Die Auswertung zeigt frühe und konstante Zuschreibungen problematischen Verhaltens, wachsende Intensität der Maßnahmen sowie eine fortschreitende Ausweitung von Zuständigkeiten, die sich als zentrale Elemente des langfristigen, interaktiven Konstruktionsprozesses im Vorfeld der Vergabe sonderpädagogischen Förderbedarfs darstellen.

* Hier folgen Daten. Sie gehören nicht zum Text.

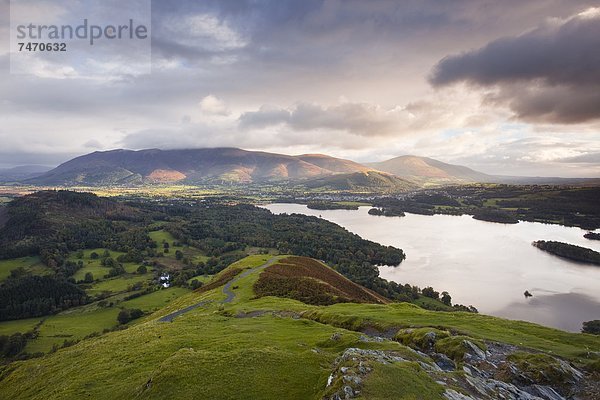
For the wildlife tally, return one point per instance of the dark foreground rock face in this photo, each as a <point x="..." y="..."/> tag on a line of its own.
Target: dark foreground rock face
<point x="468" y="370"/>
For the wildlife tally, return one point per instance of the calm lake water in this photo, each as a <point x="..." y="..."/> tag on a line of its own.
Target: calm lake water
<point x="485" y="264"/>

Eltern und Sorgeberechtigte in Transitionsprozessen: Wünsche und Alternativen zu sonderpädagogischer Feststellungsdiagnostik
Brodesser, Dr. Ellen2; Schäfer, Dr. Lea1; Bengel, Prof. Dr. Angelika2
1Pädagogische Hochschule Schwäbisch Gmünd; 2Humboldt-Universität zu Berlin
Nach Feststellung eines sonderpädagogischen Förderbedarfs bei Schüler:innen folgt zumeist eine Entscheidung über den Beschulungsort. Für viele resultiert daraus ein Wechsel in eine Förderschule. Die Ergebnisse der teilweise intransparenten Feststellungsverfahren beeinflussen so schulische Bildungsbiographien maßgeblich (Haas et al., 2025). Demgegenüber belegen (inter-)nationale Untersuchungen die seit Jahrzehnten bestehende Kritik an sonderpädagogischer Feststellungsdiagnostik und die dadurch initiierten Zuweisungsprozesse, die vor allem Schüler:innen aus sozial benachteiligten Familien in ihren Bildungschancen einschränken und deren familiäres Umfeld als nicht passend zu schulischen Erwartungen charakterisiert. (FePrax, InDivers, Blasse & Haas, 2024).

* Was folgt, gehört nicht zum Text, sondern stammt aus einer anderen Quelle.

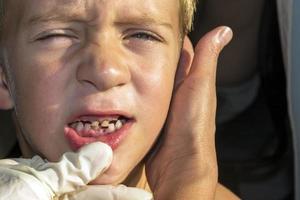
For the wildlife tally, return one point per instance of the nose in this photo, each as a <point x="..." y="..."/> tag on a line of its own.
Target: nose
<point x="103" y="66"/>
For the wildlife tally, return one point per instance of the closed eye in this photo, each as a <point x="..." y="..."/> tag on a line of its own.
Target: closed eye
<point x="145" y="36"/>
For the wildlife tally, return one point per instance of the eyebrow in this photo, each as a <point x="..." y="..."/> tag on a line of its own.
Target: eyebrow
<point x="50" y="16"/>
<point x="144" y="20"/>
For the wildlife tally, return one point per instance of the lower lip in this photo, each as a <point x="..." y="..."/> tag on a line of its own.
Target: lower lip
<point x="112" y="139"/>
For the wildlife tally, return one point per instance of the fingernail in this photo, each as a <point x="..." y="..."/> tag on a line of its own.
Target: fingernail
<point x="224" y="36"/>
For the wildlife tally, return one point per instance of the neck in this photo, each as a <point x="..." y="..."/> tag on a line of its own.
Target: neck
<point x="137" y="178"/>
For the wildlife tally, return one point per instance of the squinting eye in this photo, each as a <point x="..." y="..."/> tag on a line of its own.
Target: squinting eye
<point x="145" y="36"/>
<point x="54" y="36"/>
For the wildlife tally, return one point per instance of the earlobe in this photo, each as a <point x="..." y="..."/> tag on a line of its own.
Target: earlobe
<point x="6" y="102"/>
<point x="185" y="62"/>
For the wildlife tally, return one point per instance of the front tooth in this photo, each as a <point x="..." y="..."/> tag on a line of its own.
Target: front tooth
<point x="79" y="127"/>
<point x="95" y="125"/>
<point x="111" y="128"/>
<point x="118" y="124"/>
<point x="105" y="124"/>
<point x="87" y="127"/>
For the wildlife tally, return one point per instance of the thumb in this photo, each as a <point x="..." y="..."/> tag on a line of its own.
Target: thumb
<point x="207" y="52"/>
<point x="75" y="169"/>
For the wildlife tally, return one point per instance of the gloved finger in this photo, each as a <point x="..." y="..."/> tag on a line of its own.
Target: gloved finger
<point x="107" y="192"/>
<point x="75" y="169"/>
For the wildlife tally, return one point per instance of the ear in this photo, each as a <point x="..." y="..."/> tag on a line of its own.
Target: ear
<point x="6" y="101"/>
<point x="185" y="61"/>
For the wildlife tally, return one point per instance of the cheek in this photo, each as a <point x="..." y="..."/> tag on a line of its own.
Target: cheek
<point x="39" y="87"/>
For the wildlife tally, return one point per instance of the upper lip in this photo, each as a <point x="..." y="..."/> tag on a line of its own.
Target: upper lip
<point x="90" y="115"/>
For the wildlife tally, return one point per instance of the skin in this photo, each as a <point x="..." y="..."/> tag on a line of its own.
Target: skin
<point x="103" y="60"/>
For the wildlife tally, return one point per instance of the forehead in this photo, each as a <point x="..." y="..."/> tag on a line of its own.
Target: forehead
<point x="160" y="11"/>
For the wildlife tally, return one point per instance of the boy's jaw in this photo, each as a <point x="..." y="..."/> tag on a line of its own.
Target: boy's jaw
<point x="108" y="127"/>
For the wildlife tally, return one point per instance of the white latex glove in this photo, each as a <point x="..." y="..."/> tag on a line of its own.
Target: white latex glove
<point x="108" y="192"/>
<point x="36" y="179"/>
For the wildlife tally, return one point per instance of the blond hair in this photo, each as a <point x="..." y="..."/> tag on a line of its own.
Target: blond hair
<point x="187" y="9"/>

Dabei sollen Eltern und Sorgeberechtigte in allen deutschen Bundesländern in das Verfahren der Feststellung sonderpädagogischen Förderbedarfs einbezogen werden (vgl. Wolf & Dietze, 2022) und die Entscheidung über die Schullaufbahn ihres Kindes durch die Beteiligung am Verwaltungsakt der sonderpädagogischen Überprüfung treffen (Haas et al., 2025). Aufgrund ihrer fehlenden Zugängigkeit zu Informationen und Wissen bzgl. der Bedeutung und den Folgen sonderpädagogischer Diagnosen kann hier jedoch nicht von einer Beteiligung im Sinne tatsächlicher Partizipation (Lundy, 2007), gesprochen werden. Partizipation wird dabei eher als Zugeständnis strategisch inszeniert, da der Ausgang der Entscheidungsfindung nicht offen gestaltet ist (Rieker et al., 2016).

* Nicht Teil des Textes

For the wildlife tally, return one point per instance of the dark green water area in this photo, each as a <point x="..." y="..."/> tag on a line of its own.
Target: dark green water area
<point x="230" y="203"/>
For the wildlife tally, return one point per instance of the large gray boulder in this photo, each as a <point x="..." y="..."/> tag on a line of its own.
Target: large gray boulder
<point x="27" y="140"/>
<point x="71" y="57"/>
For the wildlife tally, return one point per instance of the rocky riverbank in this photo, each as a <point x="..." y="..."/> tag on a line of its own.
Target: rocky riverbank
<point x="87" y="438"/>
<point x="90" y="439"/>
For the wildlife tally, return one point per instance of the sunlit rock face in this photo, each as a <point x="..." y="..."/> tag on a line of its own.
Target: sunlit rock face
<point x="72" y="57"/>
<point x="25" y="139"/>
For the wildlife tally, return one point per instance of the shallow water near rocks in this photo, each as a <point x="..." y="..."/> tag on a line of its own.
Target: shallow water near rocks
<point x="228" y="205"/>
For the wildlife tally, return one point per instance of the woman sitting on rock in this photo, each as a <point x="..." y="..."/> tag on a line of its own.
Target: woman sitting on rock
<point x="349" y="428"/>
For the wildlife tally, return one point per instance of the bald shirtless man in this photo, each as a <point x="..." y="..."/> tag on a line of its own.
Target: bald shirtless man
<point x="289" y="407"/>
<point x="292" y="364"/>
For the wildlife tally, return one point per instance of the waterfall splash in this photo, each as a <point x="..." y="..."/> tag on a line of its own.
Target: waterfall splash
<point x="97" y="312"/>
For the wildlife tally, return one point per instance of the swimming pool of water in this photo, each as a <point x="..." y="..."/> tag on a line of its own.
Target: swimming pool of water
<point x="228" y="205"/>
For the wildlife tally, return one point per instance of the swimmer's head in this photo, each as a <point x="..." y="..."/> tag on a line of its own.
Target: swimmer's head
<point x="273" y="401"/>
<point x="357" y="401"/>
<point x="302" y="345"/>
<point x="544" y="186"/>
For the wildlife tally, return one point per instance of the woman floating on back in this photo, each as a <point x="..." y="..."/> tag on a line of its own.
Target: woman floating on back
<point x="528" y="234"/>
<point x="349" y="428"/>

Auf Grundlage der Analyse von Abschlussgesprächen mit Eltern und Sorgeberechtigten in sonderpädagogischen Überprüfungsverfahren (N=50) in fünf Bundesländern (Datengrundlage ist das BMBF-geförderte Projekt FePrax, 2021-2024) wird inhaltsanalytisch herausgearbeitet, wie Eltern in diese Transitionsprozesse einbezogen werden. Ziel der Analyse ist es, Sorgen und Wünsche von Eltern und Sorgeberechtigten in diesen Transitionsprozessen aufzuzeigen und Alternativen zu den bestehenden Praktiken zu formulieren.